Angelika Frankenstein Makes Her Match(89)



Arlo handled his base emotions with care, like a man removing a snake from a box; otherwise, he could find himself poisoned and exhausted. But tonight he wasn’t deft enough. The fangs sank deep, and jealousy spread outward from his heart. Next came the doomed grief that he felt whenever he saw Angelika with the baby. But this time, the bad emotions were smothered by a new sensation. It took him a moment to identify it.

Smug, male, fist-tight possession. It might be time to take her back to bed.

“Don’t ask about Christopher anymore,” Arlo told Angelika with the new feeling in his tone. “It is not your concern when he comes and goes.”

“He finally said it,” Lizzie said with admiration and a laugh. “Jelly, I do believe Will has claimed you once and for all.” She turned her dancing eyes back to Arlo. “Correct?”

“He has,” Victor confirmed in the short silence that followed. “Remember? Stuck with her for good.” The man was prompting him again for a reply, and Angelika was running back through the last minute or two in her mind, searching for a confirmation he had not made.

His new memories were of himself as a young boy; would tomorrow bring him his teens and his early seminary life? By next week would he be repeating Scripture under his breath to delay himself as Angelika begged his body for faster, harder friction?

“We should talk,” Arlo said to the table at large, and received a kick on his shin under the table.

“We shan’t talk,” Angelika said, huffing herself up straighter in her seat. “Until you tell us all that you are going to love me until the day I die.”

Arlo pondered, “Why must everything be until death in this household?”

“Because that is how we Frankensteins love,” Angelika told him. “We love until death parts us, and then we die of sadness.”

“Terribly dramatic,” Lizzie said with a smile, but Arlo did not miss the chill of fear in her eyes as she looked at him. Victor, too, averted his gaze with tight lips. Only Angelika sat oblivious to the truth that was sitting across from her now: Arlo was a man running out of time. Fast.

“You’re about to find out if you can survive a second death, Will,” Victor said after an awkward cough, observing the fraught tension between the two new lovers. “Answer us now, or I will invite Christopher for dinner tomorrow. He’s starting to look at Clara’s rear end whenever she bends down for Edwin, but we can nip that in the bud.”

Angelika’s knuckles went white on the tablecloth, but she did not blink. “You are stuck with me.”

Arlo did not know the future, or most of his past, but there was only one honorable thing he should say in this exact moment. “Angelika, please marry me.”

She did not scream joyfully. With a solemn mouth she replied, “Why?”

“Why?” Arlo echoed in confusion. “Why ask you the one thing you’ve wished to hear from the moment we met?”

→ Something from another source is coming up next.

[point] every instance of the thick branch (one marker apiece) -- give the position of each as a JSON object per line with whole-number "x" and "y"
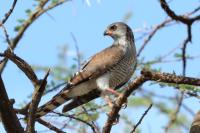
{"x": 8, "y": 116}
{"x": 145, "y": 76}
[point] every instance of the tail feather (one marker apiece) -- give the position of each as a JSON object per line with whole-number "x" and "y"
{"x": 54, "y": 103}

She said too quietly, “You’ve just been prodded by everyone to ask me.”

Infuriating. “You wish me to beg on my knees?”

“I know you are asking me because you are obligated to. You can’t see a way out of it.” She picked up her wine and swallowed the rest in a gulp. “No, I want something heartfelt. Not just something my brother forced you to say at the table, over our empty plates.” Her eyes glowed with temper as she gestured in front of her. “Don’t I deserve a little more than bones and scraps?”

Lizzie backed her friend. “It was rather lackluster, Will.” Her favor had always been with the commander. “Vic proposed to me on a cliff at sunset.”

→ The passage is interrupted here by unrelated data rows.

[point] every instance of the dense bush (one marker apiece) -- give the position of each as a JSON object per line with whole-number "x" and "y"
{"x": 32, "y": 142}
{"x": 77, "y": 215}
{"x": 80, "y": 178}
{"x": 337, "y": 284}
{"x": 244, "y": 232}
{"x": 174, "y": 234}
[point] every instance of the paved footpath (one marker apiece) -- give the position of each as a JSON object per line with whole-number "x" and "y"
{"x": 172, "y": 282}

“A romantic story to tell our children,” Angelika said with new resolution. “That’s what I want.”

“You want a lot of things,” Arlo countered. “And what you always forget is that I have nothing to give you. May I speak plainly? There may be no children. We all know it.”

He hurt his own feelings with this statement, because witnessing Angelika hold a baby made his bones ache with want. But still, he forced himself to add another horror: “And we wouldn’t even know who that baby looked like.”

“We’ll see, won’t we,” she replied, her complexion white. She stood abruptly, her expression tight and her eyes averted. “My courses are due in sixteen days. You may count each day as a prison sentence, if that is how you feel.”

She left the room, and Arlo remained motionless under the twin stares of Victor and Lizzie.

“My friend,” Victor said with equal parts kindness and warning. “Now is the time to choose.”

“I don’t believe I can.”

Like it explained everything, Victor told him, “You are alive.”

Arlo replied, “For how long?”

“I don’t know if tomorrow another goose will jump out from a bush and I’ll fall from my horse, and that will be the end of Victor Frankenstein. Don’t you understand this? No one knows. You have already lived through death, and you are living a bonus life. It can be anything you want. And dear God, please decide it is a life with Angelika, or she will never recover.”

Victor’s entreaty to God went unnoticed by all except Arlo.

“Would it be cruel to marry her, only for me to die, weeks or months later? It will destroy her.” Arlo asked the next question he feared. “Will she die of grief, just as your father did?”